St. Thomas Aquinas:
Quaestiones quodlibetales III, q. 4
Article 2: Whether those listening to different teachers of Theology who have contrary
opinions are excused from sin if they follow the false opinions of their teachers.
Sic: As for the second article, the case for an affirmative answer goes as follows: It seems that those listening to different teachers who hold diverse opinions are excused from the sin of being in error if they follow the opinions of their teachers. For at Matthew 23:2 the Lord says, "The scribes and pharisees sit upon the chair of Moses: do everything and observe everything they tell you." It follows that those things which are taught by doctors of Sacred Scripture are all the more to be respected; so those who follow their opinions do not sin.
Sed contra: But opposed to this is what is said at Matthew 15:14, "If one blind man leads another, they will both fall into the pit." But anyone who is in error is blind insofar as he is in error. Therefore, whoever follows the opinion of a teacher who is in error falls into the pit of sin.
Response: It should be said that if the differing opinions of the doctors of Sacred Scripture do not pertain to faith or good morals, then the listeners can follow either opinion without danger. For in that case what the Apostle says in Romans 14:5 applies: "Let each abound in his own understanding."
But in those matters that pertain to faith and good morals no one is excused if he follows the erroneous opinion of some teacher. For in such matters ignorance does not excuse; otherwise, those who followed the opinions of Arius, Nestorius and the other heresiarchs would have been immune from sin.
Nor can the naivete of the listeners be used as an excuse if they follow an erroneous opinion in such matters. For in doubtful matters assent is not to be given easily. To the contrary, as Augustine says in De Doctrina Christiana III: "Everyone should consult the rule of faith which he gets from the clearer texts in the Scriptures and from the authority of the Church."
Therefore, no one who assents to the opinion of any teacher in opposition to the manifest testimony of Scripture or in opposition to what is officially held in accordance with the authority of the Church can be excused from the vice of being in error.

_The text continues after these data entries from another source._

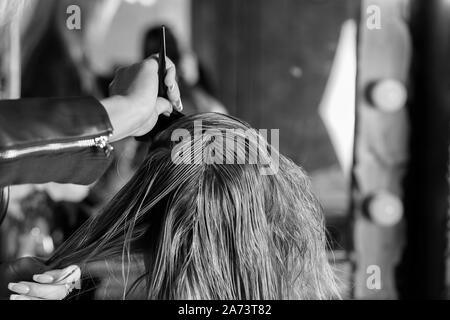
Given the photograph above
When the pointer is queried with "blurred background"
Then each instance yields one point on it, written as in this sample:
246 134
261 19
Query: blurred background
358 88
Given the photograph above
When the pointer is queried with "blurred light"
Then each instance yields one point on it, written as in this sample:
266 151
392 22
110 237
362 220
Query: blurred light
142 2
337 108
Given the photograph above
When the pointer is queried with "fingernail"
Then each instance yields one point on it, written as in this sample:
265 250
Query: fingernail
179 105
19 288
43 278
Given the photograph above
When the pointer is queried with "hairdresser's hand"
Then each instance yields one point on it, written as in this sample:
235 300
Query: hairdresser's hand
47 286
134 105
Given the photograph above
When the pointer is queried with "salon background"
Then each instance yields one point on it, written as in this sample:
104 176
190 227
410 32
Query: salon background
357 91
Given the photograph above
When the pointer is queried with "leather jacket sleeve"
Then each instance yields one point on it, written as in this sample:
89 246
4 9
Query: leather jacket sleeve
62 140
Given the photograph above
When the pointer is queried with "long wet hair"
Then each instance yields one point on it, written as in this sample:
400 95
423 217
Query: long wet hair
212 230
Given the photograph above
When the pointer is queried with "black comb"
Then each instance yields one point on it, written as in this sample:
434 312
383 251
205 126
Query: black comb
163 121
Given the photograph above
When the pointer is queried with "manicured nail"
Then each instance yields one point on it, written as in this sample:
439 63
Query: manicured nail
179 105
43 278
19 288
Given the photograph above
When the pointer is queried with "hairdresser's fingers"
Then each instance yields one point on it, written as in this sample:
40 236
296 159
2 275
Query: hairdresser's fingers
22 297
173 91
54 275
38 290
163 106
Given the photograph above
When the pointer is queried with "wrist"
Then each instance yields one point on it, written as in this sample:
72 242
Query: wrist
124 115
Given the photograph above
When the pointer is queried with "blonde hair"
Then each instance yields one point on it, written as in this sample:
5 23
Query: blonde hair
213 231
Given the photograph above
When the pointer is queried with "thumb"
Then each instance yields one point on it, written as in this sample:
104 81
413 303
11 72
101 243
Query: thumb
163 106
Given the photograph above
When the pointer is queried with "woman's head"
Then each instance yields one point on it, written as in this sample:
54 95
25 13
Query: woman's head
209 229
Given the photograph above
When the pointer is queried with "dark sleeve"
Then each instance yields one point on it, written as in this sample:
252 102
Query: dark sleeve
62 140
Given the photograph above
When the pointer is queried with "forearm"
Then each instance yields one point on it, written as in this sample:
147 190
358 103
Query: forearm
122 120
49 140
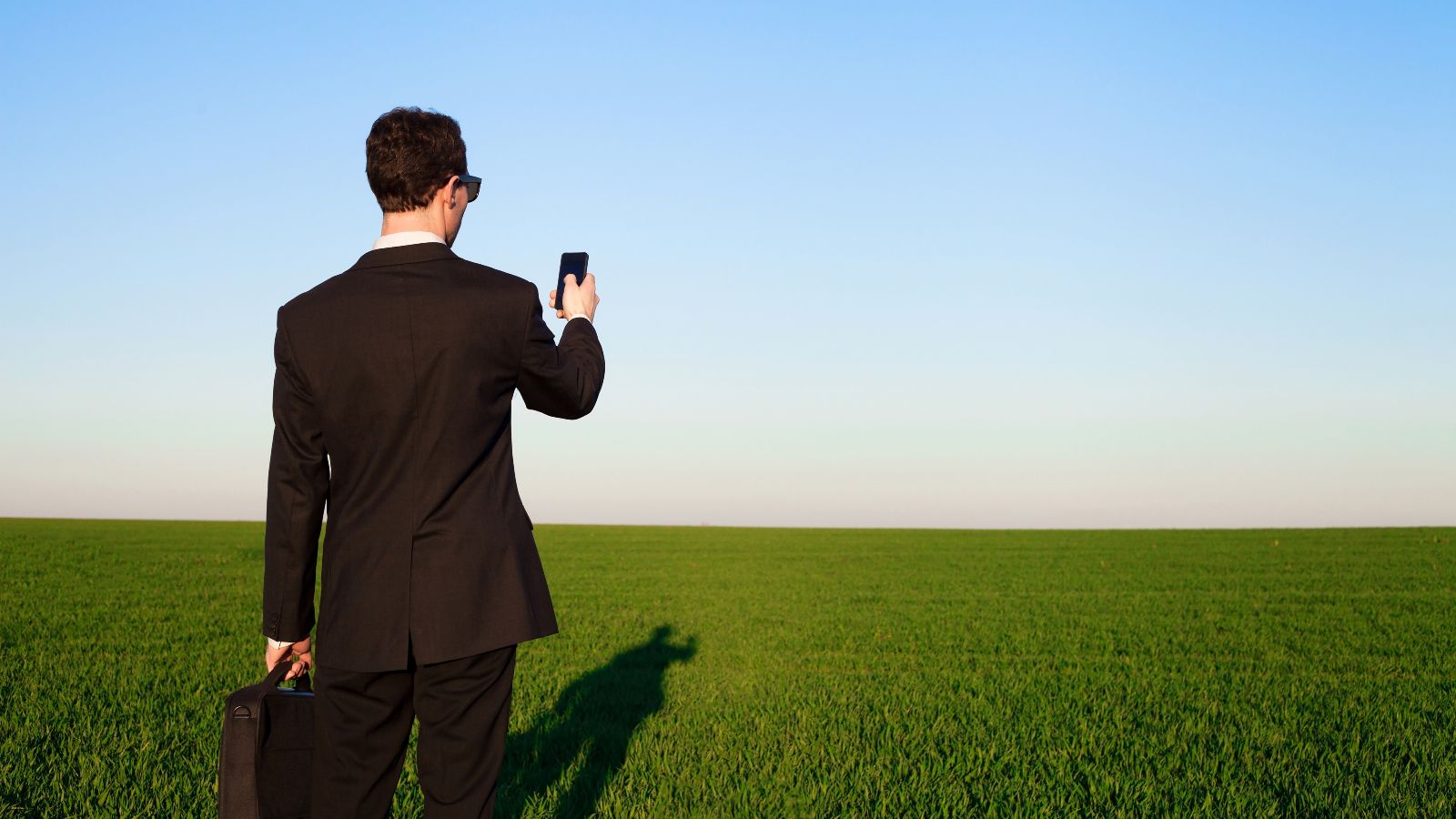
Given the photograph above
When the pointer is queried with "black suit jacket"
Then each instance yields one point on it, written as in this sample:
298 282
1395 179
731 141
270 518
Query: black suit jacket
392 405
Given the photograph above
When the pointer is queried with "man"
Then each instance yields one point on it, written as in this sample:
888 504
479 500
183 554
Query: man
392 404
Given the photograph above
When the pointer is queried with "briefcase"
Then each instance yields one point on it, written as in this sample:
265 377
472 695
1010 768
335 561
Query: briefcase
266 761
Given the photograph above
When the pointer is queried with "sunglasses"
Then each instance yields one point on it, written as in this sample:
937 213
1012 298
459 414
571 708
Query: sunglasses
472 187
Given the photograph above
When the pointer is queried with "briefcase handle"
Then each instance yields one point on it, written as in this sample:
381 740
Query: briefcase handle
276 676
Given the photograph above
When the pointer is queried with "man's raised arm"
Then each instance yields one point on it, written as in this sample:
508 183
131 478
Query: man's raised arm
561 379
298 491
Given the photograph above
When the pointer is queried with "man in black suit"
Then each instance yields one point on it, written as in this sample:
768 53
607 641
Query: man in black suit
392 404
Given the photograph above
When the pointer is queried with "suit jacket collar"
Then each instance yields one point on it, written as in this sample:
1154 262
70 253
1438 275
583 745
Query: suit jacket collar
407 254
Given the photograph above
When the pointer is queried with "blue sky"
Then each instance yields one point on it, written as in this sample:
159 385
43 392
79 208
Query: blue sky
861 264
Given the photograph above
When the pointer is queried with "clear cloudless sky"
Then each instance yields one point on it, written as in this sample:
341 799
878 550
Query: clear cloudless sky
863 264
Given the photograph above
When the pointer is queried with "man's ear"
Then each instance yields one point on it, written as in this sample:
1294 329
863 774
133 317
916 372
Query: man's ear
450 191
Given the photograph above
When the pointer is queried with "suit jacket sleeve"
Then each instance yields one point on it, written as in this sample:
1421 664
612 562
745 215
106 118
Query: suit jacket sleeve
561 380
298 490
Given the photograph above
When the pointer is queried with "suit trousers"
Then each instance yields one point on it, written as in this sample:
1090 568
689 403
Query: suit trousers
361 731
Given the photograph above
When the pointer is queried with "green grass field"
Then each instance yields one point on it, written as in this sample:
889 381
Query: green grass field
804 672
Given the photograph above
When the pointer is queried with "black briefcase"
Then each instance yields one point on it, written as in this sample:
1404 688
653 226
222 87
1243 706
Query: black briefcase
266 763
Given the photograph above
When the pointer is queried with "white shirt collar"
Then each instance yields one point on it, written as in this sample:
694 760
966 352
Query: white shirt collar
407 238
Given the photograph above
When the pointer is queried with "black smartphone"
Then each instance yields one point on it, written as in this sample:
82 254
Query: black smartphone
571 264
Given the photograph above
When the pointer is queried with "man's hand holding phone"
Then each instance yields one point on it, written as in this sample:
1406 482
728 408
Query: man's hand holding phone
575 299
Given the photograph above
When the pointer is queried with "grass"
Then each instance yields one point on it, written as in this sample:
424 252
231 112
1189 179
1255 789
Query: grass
804 672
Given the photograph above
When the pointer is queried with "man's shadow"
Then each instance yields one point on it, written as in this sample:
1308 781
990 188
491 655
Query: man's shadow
594 714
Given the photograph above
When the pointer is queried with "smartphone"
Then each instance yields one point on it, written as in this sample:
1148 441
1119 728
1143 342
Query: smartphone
571 264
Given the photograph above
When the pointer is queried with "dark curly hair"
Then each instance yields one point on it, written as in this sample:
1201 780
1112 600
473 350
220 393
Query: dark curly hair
410 153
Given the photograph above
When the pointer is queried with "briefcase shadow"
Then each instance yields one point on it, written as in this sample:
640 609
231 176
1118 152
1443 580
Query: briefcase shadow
596 716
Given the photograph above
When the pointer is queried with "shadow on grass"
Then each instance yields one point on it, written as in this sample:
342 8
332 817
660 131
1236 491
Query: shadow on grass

As for the argument on behalf of the contrary position, then, one should respond that the reason he first said "The scribes and pharisees sit upon the chair of Moses" was so that what he then added, viz., "Do everything and observe everything they tell you," might be understood to apply to those things which pertain to that chair. However, things which are contrary to the faith or to good morals do not pertain to that chair.